Whichever trends weddings are going through, the seating plan is one of the elements that always seems to stick. Although the humble seating plan has gone through its fair few reincarnations over time, it’s generally agreed that to have a wedding that doesn’t descend into pandemonium at one of the earliest possible points, couples need to provide at least something to let their guests know what the seating arrangements are. They can be super daunting though, both in theory and in practice, so let us guide you through them.
The who’s who and who’s where
The politics of seating plans can get tricky, no matter how lucky you are with your family and their relationships. Firstly, ask the venue for a clear idea of how many people you can fit on tables, and the layout of the room for your particular day. Also ask them for the absolute maximum leeway that you have to play with – this way, you know what’s absolutely not doable.

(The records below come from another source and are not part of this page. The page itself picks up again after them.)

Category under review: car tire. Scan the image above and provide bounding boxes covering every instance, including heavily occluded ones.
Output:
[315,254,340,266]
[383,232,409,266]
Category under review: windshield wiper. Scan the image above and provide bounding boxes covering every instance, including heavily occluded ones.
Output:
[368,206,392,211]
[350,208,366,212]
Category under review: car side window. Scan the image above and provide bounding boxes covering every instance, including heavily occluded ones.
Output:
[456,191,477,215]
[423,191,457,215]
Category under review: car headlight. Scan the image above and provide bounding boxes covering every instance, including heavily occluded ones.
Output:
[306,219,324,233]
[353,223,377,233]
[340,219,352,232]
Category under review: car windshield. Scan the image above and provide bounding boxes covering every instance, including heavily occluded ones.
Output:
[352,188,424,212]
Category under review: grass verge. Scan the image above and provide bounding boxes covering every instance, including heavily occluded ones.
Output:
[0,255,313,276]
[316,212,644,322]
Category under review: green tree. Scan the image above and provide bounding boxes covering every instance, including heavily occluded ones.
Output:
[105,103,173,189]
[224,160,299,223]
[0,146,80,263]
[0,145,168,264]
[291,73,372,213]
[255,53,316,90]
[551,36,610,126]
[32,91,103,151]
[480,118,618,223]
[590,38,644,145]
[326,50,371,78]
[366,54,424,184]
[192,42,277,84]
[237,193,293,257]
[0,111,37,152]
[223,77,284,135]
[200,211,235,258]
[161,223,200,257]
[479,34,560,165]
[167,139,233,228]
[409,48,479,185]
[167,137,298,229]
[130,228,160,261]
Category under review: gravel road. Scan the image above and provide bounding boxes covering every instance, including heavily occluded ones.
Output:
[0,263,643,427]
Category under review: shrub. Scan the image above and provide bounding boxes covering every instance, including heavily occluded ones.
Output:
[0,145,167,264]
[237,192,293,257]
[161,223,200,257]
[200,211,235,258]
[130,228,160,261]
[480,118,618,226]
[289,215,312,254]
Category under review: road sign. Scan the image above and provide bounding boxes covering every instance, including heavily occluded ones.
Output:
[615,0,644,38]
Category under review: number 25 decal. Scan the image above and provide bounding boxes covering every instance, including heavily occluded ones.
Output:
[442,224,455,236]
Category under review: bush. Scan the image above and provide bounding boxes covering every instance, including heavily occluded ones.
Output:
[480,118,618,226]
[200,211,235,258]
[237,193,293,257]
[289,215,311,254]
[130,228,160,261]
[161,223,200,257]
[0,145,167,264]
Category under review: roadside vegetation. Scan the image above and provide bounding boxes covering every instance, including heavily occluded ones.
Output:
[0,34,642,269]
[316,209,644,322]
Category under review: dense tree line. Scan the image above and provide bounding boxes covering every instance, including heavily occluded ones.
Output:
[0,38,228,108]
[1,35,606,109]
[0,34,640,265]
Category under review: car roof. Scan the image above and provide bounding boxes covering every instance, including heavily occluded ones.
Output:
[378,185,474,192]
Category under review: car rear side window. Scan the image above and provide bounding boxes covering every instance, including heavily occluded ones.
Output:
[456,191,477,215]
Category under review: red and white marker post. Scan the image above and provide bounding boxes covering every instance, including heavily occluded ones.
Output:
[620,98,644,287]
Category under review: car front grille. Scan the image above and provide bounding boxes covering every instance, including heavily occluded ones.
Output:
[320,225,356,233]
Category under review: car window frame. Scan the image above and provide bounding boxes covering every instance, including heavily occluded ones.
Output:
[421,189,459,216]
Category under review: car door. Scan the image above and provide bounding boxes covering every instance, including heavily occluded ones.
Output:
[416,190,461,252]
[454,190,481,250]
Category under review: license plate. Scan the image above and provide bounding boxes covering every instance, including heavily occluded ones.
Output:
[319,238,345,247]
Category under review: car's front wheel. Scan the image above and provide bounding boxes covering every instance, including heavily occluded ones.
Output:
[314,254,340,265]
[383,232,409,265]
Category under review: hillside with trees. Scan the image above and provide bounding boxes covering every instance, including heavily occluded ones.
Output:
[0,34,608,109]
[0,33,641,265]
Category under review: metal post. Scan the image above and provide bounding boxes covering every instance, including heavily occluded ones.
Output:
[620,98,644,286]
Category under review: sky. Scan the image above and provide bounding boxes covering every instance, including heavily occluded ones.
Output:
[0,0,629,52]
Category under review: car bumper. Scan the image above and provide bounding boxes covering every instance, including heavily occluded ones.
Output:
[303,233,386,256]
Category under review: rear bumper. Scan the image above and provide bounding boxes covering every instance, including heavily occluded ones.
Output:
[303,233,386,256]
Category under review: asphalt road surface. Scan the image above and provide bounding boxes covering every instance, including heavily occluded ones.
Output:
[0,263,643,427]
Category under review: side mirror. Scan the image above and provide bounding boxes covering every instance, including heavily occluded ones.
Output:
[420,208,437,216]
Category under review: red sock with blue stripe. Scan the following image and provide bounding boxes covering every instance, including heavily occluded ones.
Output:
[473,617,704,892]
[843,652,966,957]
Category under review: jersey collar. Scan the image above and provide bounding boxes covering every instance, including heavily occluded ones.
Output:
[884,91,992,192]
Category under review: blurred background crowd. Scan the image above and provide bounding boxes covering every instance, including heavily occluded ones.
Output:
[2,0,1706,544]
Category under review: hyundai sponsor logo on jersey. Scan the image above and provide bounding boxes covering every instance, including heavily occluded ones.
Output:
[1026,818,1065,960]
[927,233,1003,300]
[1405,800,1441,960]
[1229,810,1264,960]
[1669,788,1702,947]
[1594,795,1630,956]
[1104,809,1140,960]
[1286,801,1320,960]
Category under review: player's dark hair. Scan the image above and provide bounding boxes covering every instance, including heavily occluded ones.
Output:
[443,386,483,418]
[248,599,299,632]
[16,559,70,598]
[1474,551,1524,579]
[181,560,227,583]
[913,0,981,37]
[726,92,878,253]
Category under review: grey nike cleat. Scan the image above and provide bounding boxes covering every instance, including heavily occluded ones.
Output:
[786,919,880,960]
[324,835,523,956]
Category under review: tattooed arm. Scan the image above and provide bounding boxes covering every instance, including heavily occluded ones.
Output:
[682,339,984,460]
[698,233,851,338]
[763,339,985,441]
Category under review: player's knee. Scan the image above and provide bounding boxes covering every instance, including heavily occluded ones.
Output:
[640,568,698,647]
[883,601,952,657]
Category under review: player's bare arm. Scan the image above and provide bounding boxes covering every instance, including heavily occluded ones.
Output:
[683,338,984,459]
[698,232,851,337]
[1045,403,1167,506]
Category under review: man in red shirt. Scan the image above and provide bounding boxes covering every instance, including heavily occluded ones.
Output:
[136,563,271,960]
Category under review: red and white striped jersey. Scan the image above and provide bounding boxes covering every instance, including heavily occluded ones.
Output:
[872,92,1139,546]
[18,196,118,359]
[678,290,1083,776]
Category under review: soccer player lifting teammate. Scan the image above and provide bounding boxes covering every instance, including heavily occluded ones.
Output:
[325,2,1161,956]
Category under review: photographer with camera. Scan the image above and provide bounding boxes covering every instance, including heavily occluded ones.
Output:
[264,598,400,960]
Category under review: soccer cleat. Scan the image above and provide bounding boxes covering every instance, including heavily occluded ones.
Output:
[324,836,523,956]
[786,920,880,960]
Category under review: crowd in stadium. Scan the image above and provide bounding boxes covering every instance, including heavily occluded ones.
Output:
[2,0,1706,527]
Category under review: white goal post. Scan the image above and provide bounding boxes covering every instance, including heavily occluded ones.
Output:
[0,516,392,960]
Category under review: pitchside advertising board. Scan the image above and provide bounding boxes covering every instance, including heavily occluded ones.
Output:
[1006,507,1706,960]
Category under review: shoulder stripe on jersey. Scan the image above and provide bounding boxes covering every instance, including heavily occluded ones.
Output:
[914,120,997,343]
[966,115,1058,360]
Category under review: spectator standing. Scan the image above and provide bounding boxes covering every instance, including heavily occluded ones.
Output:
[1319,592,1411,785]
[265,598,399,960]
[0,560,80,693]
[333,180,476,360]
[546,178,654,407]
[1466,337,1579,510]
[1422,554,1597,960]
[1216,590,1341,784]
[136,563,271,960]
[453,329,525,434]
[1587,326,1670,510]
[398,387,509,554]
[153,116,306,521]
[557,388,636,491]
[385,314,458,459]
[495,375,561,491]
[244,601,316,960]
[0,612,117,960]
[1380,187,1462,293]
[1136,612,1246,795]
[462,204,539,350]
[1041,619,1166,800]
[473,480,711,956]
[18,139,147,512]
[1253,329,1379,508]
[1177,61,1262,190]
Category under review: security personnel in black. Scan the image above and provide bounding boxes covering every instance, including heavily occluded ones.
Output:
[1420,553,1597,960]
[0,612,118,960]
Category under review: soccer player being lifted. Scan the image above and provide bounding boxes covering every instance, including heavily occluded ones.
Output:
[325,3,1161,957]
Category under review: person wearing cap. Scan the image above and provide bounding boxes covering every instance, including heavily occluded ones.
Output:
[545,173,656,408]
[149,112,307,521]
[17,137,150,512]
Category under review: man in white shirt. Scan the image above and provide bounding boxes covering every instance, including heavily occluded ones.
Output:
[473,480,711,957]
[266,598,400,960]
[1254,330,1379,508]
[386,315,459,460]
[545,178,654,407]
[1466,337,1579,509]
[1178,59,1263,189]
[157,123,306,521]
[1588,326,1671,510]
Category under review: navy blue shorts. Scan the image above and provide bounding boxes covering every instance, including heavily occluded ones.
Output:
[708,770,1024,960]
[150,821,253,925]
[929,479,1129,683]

Though everyone works differently, seating plans are definitely best done visually. Write every guest’s name on post-it-notes or ripped up slithers of paper, and arrange them literally as the tables would be, whether this is just on your kitchen work surface, or on a piece of cardboard. If you want to go full Monica, you can colour-coordinate your post-it-notes for easier sorting.
Weddings are definitely times for everyone to come together in love and recognition of the happy couple, but if you know you have some people best kept apart, it may be a good idea to start with fitting them into places you’re happy with. If you’re still worried about them causing problems, think about contingency plans – think about some of your other guests who you’d entrust with handling and minimising the situation. Let them know beforehand what you’re asking them to do, and put them on the same table. Also, if you feel this is appropriate, carefully raise the point with the people in question themselves, or get someone close to them to raise it for you in advance. (Again, deep breaths; we’re sure it’ll be absolutely fine, but being over-cautious here won’t hurt.)
Wedding tables are never as big as we’d like them to be, unless you’ve got huge long trestle tables. Instead of trying to stretch them to their absolute limit – always factor in elbow room! – just rest confident in the knowledge that people will talk to the people on the table next to them, and that there’ll be plenty of time for everyone to mingle and mix later.
It’s not all doom and gloom, then there’s the fun bit! Work out where everyone else will be sitting, and imagine how you’re going to feel when you’re announced as bride and groom and everyone’s there and beaming at you. As slips of paper aren’t the most sturdy of resources, susceptible as they are to the slightest wind or an inquisitive pet—make a hard copy of the plan as soon as its finalised – draw a tiny table map and then write accompanying lists.
Make sure you use names that are easily recognisable by the guest, too – don’t take it for granted that 3 Roberts will each of them be able to identify whether they’re Rob, Robbie or Robert. If you have guests with the same name who are easily distinguishable by their other half, think about writing them in as a couple on the seating plan – for example, Robbie & Mohini. Little things like this will vastly reduce the throng of guests all squinting to work out where they are when they’re called through – who knew weddings would involve traffic management too?!
For people who are still entirely clueless – and as an Ellie who once worked in a place where my colleagues were called Ella and Ellen and thus knows it can all get a bit too confusing—it might be worth having a bridesmaid, usher, or member of venue staff with a knowledge of the table plan to help completely lost souls.
Forget politics, think about the aesthetics
Now you know how to construct a fool-proof seating plan, you can turn to the fun bit of deciding how it’s going to look. The days where the only viable plans were A3 boards on an easel are long gone, and everyone is flexing their creative muscles here. If you fancy departing from tradition too, we’ve got some inspo for you below:
Update the easel with a blackboard, mirror, photoframe, or pallet
We love these examples from The Chalk Spot.
Don’t have a seating plan – have a painted sign telling people they can sit wherever they like, and place it near a table full of escort cards or gifts for people to take to their table with them
This is a great example from Heather Elizabeth Photography.
Depart from the 2D with a wishing tree, crates or a ladder filled with pot plants, or a bicycle wheel, chest of drawers or typewriter.
How cute is this daisy decorated bike wheel from Magpie Eye Photography?
Use photos instead of names, embarrassing your guests just before your best man embarrasses you!